Applying Recent Innovations from NLP to MOOC Student Course Trajectory Modeling

Clarence Chen

Zachary Pardos

University of California, Berkeley [email protected] UC Berkeley School of Information [email protected]

Abstract

This paper presents several strategies that can improve neural network-based predictive methods for MOOC student course trajectory modeling, applying multiple ideas previously applied to tackle NLP (Natural Language Processing) tasks. In particular, this paper investigates LSTM networks enhanced with two forms of regularization, along with the more recently introduced Transformer architecture.

keywords:

next-step prediction, predictive modeling, course trajectory, mooc, lstm, transformer

1 Introduction and Model Outlines

1.1 Fundamentals of Predictive Modeling

Recent innovations in deep learning methods for NLP (Natural Language Processing) tasks such as [7] in the past few years have consistently pushed the state of the art in a wide range of benchmark NLP tasks, while yielding new strategies that can be applied to predictive modeling tasks in a more general sense. This is because the majority of these NLP tasks within the scope of these innovations can be parameterized in terms of modeling the function $f$ in the equation

P(y|x_{0},\dots x_{t})=f(x_{0},\dots x_{t};\theta)

(1)

where $f$ is a probability mass function with parameters $\theta$ over the random variable $y$ , and $x_{0},\dots x_{t}$ , drawn from a discrete set of tokens $T$ , represent the context from previous time steps. Unfortunately, there is little literature in the domain of education analytics exploring the effectiveness of innovations from NLP for education analytics tasks that also conform to this predictive modeling paradigm. Nevertheless, the LSTM (Long-Short-Term Memory) DNN (Deep Neural Network) architecture, an earlier innovation which was the architecture of choice for predictive modeling tasks in NLP before the past few years, has been successfully applied to several education analytics tasks. These papers demonstrate potential for further exploitation of the similarities between predictive modeling tasks in education analytics and NLP, while providing a baseline to compare with more recent innovations presented in this paper.
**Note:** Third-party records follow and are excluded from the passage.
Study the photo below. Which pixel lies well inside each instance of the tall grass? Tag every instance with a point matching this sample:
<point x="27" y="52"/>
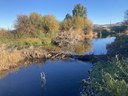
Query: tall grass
<point x="9" y="59"/>
<point x="110" y="78"/>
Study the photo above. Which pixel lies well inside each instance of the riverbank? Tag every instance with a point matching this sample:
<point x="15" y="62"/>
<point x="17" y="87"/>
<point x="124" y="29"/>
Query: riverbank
<point x="110" y="77"/>
<point x="11" y="57"/>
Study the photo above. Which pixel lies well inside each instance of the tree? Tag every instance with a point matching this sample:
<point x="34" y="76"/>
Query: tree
<point x="50" y="23"/>
<point x="68" y="16"/>
<point x="79" y="10"/>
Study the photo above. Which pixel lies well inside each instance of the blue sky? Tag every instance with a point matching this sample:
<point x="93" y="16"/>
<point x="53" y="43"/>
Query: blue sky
<point x="99" y="11"/>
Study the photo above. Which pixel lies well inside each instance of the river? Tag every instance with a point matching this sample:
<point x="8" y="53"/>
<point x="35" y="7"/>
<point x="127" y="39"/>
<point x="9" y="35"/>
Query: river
<point x="62" y="77"/>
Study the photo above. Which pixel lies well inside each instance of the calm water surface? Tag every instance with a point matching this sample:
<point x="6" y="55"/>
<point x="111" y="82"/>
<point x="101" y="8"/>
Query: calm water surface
<point x="63" y="77"/>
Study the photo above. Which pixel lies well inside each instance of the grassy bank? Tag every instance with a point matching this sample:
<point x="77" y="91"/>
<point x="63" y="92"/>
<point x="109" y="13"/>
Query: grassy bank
<point x="110" y="78"/>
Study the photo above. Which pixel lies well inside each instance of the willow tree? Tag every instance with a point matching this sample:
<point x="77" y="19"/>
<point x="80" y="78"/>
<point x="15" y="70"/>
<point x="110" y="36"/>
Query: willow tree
<point x="79" y="10"/>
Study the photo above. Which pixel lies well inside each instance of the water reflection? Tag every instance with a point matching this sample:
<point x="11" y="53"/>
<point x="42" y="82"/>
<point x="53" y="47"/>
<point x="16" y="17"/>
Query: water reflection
<point x="80" y="48"/>
<point x="43" y="79"/>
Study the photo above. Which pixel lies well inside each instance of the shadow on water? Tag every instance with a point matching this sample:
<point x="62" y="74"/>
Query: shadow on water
<point x="51" y="78"/>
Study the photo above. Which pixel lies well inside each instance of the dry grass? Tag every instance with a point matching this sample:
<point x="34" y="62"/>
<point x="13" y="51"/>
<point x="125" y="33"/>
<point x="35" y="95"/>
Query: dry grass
<point x="9" y="59"/>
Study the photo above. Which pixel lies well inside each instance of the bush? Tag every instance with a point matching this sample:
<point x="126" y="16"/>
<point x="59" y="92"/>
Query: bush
<point x="36" y="24"/>
<point x="50" y="24"/>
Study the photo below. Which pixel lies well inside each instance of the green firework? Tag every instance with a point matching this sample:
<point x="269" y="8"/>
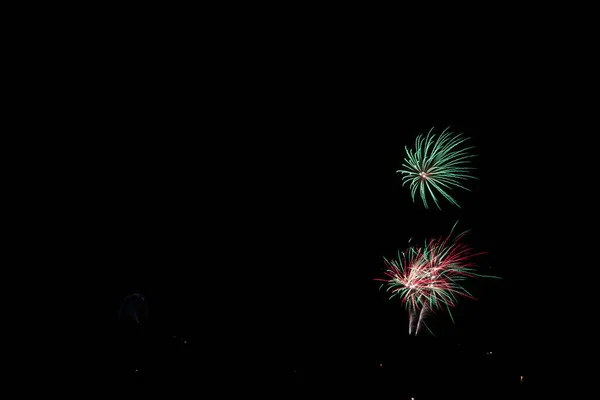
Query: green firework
<point x="437" y="165"/>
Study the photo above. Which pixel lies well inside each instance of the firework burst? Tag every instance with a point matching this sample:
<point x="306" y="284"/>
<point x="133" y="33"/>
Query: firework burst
<point x="429" y="278"/>
<point x="437" y="165"/>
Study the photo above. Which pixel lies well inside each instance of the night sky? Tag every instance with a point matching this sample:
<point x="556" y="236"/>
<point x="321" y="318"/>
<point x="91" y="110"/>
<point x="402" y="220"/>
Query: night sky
<point x="253" y="210"/>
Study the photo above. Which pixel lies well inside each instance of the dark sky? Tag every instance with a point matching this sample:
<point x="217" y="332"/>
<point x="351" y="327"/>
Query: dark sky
<point x="253" y="207"/>
<point x="271" y="228"/>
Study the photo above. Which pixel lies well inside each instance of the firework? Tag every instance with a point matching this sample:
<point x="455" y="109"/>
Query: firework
<point x="429" y="278"/>
<point x="437" y="165"/>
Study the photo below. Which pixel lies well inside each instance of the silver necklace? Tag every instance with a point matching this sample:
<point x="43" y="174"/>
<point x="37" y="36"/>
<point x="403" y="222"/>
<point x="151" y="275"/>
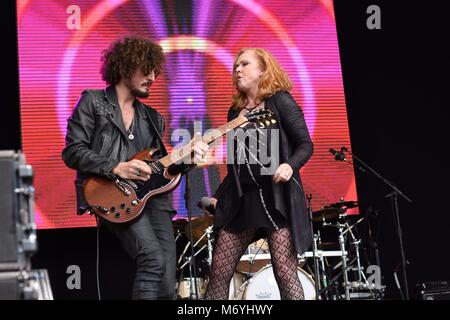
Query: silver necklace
<point x="130" y="131"/>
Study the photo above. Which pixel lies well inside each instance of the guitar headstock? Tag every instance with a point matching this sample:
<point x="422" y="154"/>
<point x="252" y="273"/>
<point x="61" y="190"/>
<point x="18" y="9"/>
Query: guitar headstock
<point x="262" y="117"/>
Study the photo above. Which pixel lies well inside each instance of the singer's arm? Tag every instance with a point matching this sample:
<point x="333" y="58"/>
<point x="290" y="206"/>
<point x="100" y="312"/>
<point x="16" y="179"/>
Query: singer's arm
<point x="293" y="120"/>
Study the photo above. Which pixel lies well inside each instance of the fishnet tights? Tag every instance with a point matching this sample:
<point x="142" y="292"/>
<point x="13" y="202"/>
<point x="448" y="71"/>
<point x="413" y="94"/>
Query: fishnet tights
<point x="230" y="247"/>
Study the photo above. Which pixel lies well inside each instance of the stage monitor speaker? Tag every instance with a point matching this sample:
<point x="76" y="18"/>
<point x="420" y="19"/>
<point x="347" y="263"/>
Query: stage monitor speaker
<point x="25" y="285"/>
<point x="17" y="227"/>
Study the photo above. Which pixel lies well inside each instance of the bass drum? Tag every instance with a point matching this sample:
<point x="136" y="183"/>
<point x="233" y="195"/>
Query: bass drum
<point x="263" y="286"/>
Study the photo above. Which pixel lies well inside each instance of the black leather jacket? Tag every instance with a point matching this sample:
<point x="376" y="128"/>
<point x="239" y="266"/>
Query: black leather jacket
<point x="96" y="140"/>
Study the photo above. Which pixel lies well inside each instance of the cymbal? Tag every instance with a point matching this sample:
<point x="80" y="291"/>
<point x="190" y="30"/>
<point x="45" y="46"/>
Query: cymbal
<point x="327" y="214"/>
<point x="179" y="224"/>
<point x="328" y="246"/>
<point x="342" y="204"/>
<point x="199" y="226"/>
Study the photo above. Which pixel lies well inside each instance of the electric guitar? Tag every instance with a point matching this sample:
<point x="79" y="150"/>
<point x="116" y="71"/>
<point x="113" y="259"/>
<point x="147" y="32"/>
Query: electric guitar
<point x="121" y="200"/>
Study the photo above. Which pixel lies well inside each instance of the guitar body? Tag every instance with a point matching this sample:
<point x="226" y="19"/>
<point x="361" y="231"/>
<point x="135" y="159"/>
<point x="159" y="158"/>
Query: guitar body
<point x="123" y="200"/>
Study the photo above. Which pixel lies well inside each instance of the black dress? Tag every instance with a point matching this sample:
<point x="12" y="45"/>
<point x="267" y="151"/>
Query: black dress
<point x="252" y="151"/>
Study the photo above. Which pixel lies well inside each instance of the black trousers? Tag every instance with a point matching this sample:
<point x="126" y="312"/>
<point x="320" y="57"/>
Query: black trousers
<point x="149" y="241"/>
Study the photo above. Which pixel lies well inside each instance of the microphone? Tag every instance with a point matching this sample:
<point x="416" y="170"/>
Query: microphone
<point x="338" y="156"/>
<point x="205" y="203"/>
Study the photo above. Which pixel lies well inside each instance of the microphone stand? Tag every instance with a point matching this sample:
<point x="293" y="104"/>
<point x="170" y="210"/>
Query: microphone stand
<point x="191" y="260"/>
<point x="313" y="236"/>
<point x="393" y="195"/>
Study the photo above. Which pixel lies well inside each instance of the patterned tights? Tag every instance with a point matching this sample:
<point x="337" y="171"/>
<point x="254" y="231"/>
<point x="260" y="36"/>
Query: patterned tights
<point x="229" y="249"/>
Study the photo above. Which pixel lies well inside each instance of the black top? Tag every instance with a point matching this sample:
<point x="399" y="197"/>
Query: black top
<point x="253" y="157"/>
<point x="296" y="148"/>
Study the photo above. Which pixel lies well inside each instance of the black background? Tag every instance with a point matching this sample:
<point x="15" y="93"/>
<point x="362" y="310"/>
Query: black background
<point x="396" y="84"/>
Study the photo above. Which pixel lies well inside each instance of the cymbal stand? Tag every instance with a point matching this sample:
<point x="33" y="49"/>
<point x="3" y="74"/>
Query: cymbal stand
<point x="314" y="238"/>
<point x="344" y="260"/>
<point x="355" y="242"/>
<point x="192" y="271"/>
<point x="209" y="232"/>
<point x="322" y="271"/>
<point x="341" y="241"/>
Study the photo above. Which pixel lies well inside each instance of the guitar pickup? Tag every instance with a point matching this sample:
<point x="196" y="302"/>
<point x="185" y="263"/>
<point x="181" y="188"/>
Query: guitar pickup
<point x="123" y="187"/>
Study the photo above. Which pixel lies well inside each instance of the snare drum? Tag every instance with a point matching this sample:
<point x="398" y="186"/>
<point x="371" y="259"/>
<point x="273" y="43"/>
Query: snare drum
<point x="263" y="286"/>
<point x="255" y="258"/>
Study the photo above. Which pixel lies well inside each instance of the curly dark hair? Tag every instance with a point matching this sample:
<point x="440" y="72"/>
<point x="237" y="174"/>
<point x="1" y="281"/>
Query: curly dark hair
<point x="129" y="54"/>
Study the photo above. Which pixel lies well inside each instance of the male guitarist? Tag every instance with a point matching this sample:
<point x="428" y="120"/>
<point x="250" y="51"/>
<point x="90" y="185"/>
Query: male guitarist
<point x="108" y="127"/>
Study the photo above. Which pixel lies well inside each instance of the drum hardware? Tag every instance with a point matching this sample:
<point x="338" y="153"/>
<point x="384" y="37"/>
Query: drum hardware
<point x="189" y="282"/>
<point x="314" y="241"/>
<point x="263" y="286"/>
<point x="396" y="192"/>
<point x="251" y="262"/>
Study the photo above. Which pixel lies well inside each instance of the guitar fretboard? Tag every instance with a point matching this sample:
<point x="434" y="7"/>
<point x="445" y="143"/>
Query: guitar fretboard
<point x="209" y="137"/>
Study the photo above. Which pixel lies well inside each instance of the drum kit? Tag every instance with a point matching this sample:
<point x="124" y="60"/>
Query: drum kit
<point x="335" y="265"/>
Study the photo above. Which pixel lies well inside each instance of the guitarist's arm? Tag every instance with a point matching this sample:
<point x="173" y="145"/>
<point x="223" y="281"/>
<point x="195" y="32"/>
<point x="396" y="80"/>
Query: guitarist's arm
<point x="80" y="132"/>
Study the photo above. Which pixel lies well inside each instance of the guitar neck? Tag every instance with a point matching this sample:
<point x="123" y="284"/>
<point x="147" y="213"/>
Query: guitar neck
<point x="210" y="137"/>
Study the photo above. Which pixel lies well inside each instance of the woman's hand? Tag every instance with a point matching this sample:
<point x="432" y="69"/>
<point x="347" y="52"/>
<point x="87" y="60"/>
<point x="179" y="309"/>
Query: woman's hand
<point x="133" y="169"/>
<point x="213" y="202"/>
<point x="200" y="148"/>
<point x="283" y="173"/>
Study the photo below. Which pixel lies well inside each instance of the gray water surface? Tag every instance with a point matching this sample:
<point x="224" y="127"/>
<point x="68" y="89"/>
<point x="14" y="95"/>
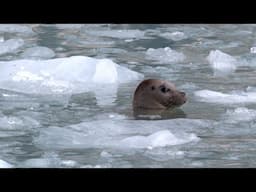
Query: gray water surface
<point x="76" y="130"/>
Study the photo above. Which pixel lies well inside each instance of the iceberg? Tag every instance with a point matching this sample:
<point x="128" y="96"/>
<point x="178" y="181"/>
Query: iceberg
<point x="221" y="62"/>
<point x="10" y="46"/>
<point x="223" y="98"/>
<point x="74" y="74"/>
<point x="164" y="55"/>
<point x="38" y="52"/>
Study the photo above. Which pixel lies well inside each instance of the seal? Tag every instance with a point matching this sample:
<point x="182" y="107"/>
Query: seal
<point x="157" y="94"/>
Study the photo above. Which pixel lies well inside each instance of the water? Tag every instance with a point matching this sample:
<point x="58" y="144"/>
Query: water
<point x="77" y="112"/>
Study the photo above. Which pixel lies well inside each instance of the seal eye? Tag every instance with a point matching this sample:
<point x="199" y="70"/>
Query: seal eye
<point x="163" y="89"/>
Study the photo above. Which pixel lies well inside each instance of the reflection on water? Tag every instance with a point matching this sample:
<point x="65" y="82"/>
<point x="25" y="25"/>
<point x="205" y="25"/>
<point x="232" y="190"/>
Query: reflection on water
<point x="94" y="125"/>
<point x="160" y="114"/>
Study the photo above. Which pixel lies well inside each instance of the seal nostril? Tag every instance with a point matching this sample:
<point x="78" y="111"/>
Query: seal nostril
<point x="183" y="93"/>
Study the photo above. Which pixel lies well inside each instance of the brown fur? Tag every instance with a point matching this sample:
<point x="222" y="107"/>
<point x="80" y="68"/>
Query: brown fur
<point x="157" y="94"/>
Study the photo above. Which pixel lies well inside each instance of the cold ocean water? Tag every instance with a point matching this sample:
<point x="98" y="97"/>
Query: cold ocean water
<point x="66" y="95"/>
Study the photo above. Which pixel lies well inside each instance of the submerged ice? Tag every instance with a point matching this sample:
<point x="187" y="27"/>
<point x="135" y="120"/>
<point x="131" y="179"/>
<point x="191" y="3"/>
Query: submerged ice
<point x="62" y="75"/>
<point x="230" y="98"/>
<point x="120" y="134"/>
<point x="164" y="55"/>
<point x="222" y="62"/>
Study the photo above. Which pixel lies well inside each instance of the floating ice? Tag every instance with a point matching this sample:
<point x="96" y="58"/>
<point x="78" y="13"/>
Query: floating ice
<point x="69" y="26"/>
<point x="120" y="34"/>
<point x="159" y="139"/>
<point x="164" y="55"/>
<point x="4" y="164"/>
<point x="15" y="28"/>
<point x="16" y="126"/>
<point x="38" y="53"/>
<point x="218" y="97"/>
<point x="222" y="62"/>
<point x="63" y="75"/>
<point x="253" y="50"/>
<point x="175" y="36"/>
<point x="10" y="45"/>
<point x="240" y="114"/>
<point x="124" y="134"/>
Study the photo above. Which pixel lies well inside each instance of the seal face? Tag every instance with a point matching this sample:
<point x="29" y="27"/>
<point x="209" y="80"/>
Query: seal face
<point x="157" y="94"/>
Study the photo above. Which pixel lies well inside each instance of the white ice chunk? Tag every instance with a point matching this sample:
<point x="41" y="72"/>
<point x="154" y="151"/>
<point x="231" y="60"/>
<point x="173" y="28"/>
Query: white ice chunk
<point x="218" y="97"/>
<point x="10" y="45"/>
<point x="120" y="34"/>
<point x="175" y="36"/>
<point x="240" y="114"/>
<point x="124" y="134"/>
<point x="105" y="72"/>
<point x="38" y="52"/>
<point x="63" y="75"/>
<point x="253" y="50"/>
<point x="69" y="26"/>
<point x="16" y="28"/>
<point x="159" y="139"/>
<point x="4" y="164"/>
<point x="221" y="61"/>
<point x="164" y="55"/>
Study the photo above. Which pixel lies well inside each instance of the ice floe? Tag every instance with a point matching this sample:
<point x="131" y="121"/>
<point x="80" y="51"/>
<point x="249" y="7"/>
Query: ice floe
<point x="240" y="114"/>
<point x="158" y="139"/>
<point x="10" y="45"/>
<point x="219" y="97"/>
<point x="63" y="75"/>
<point x="38" y="52"/>
<point x="221" y="62"/>
<point x="164" y="55"/>
<point x="120" y="34"/>
<point x="4" y="164"/>
<point x="16" y="28"/>
<point x="124" y="134"/>
<point x="175" y="36"/>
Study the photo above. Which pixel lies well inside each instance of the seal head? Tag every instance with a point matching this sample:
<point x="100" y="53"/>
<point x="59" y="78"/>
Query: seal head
<point x="157" y="94"/>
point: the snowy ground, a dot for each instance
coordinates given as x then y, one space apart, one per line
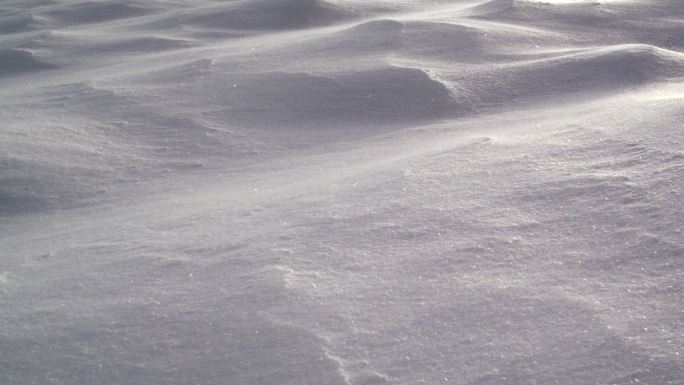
306 192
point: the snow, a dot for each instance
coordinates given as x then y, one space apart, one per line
341 192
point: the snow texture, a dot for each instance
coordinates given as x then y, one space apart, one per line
341 192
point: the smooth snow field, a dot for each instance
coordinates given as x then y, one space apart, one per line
341 192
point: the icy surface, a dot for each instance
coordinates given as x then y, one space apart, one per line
335 192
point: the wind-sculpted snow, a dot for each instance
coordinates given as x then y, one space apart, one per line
341 192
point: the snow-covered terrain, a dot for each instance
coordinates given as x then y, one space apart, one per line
331 192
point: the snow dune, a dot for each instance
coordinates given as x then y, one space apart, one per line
341 192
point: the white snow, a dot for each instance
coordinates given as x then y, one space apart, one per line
341 192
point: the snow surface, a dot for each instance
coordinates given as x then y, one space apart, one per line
341 192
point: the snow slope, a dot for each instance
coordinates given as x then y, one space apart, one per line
341 192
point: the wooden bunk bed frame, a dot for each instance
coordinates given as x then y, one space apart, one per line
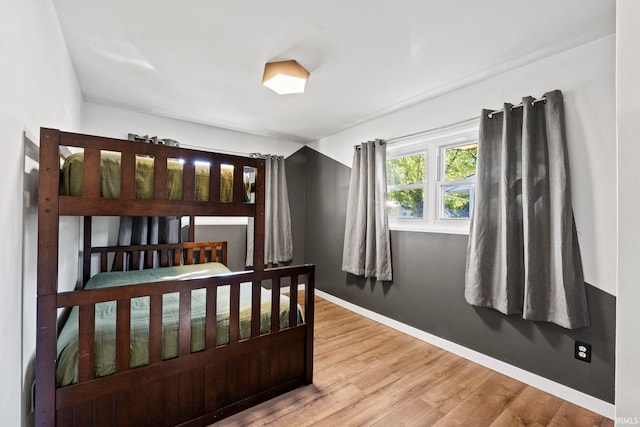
193 389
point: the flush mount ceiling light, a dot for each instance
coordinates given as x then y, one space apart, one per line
284 77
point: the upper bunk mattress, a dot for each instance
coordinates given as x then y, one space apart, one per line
71 180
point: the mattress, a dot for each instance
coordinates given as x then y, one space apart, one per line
71 180
105 319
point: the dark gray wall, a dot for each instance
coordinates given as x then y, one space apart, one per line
236 235
428 293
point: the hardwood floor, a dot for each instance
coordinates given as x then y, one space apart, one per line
367 374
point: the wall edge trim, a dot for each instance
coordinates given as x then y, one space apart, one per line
576 397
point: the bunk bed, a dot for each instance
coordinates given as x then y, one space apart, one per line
176 341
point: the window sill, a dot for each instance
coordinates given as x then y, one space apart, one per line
460 228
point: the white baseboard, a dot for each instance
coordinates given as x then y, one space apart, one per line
566 393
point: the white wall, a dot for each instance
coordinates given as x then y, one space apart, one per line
628 301
117 123
586 76
38 88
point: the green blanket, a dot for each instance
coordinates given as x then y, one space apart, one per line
105 318
71 183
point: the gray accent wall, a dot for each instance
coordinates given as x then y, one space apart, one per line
428 290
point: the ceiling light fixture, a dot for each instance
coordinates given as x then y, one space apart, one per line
285 77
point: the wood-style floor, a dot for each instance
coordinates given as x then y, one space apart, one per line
367 374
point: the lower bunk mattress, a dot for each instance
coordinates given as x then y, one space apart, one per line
105 319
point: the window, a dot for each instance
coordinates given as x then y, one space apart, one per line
431 180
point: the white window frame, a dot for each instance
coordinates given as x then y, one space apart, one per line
433 144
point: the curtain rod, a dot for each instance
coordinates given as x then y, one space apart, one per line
534 102
423 132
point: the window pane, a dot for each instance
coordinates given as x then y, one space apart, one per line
457 201
460 162
406 170
405 203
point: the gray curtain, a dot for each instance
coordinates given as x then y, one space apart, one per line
523 254
367 247
148 230
278 241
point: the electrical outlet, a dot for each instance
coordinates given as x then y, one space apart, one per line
582 351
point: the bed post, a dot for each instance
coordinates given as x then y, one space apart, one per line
86 251
46 334
258 229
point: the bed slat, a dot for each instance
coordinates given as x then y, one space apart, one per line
123 332
128 176
234 313
86 340
214 183
188 181
155 328
275 304
160 177
293 302
91 173
210 321
184 334
255 308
1.2 Previous Work with MOOC Course Trajectory Modeling

One of the first papers to present an application of DNN models for predictive modeling tasks in education analytics is [4], where the authors specifically investigate the applicability of DNN models for modeling student course trajectories in MOOCs (Massive Open Online Courses). Specifically, the authors of [4] demonstrate the effectiveness of LSTM DNN models for this task over other strategies, such as using $n$ -gram models that condition their predictions over small number of past course nodes. Finally, the authors provides suggestion for incorporating such a predictive model in a wider context, including tie-ins with the MOOC service to provide user-facing suggestions and live feedback to monitor the predictive model’s performance.

1.3 Baseline LSTM

This model is identical to the Baseline LSTM model featured in [4], using the same LSTM architecture and a nearly identical hyperparameter set and training scheme, further detailed in Section 2.2. This model is intended as a control baseline to assess the performance of other models tested in this paper.

1.4 Transformer Architecture

As noted in Section 1, the shared abstraction of both course trajectory modeling and many NLP tasks as a discrete next-step predictive task suggests applying innovations from NLP to improve performance in course trajectory modeling. In particular, the Transformer architecture, first featured in [7], is one such major architectural innovation.

Transformer Architecture Details

In [7], the authors construct a DNN model architecture centered around modular Transformer blocks as described in Section 1.4. In contrast with the need for $O(n)$ forward and backward passes per input sequence through each of the LSTM recurrent nodes, the entire Transformer model is designed to only require one forward and backward pass through the entire model to process each input sequence. In addition to forming next-step predictive models from these transformer blocks, The authors also provide additional architectural topologies for models tailored to other tasks such as machine translation or text classification, emphasizing the applicability of the Transformer blocks for a diverse array of NLP tasks. Please refer to [7] for more information about the composition of a Transformer-based next step predictive mode.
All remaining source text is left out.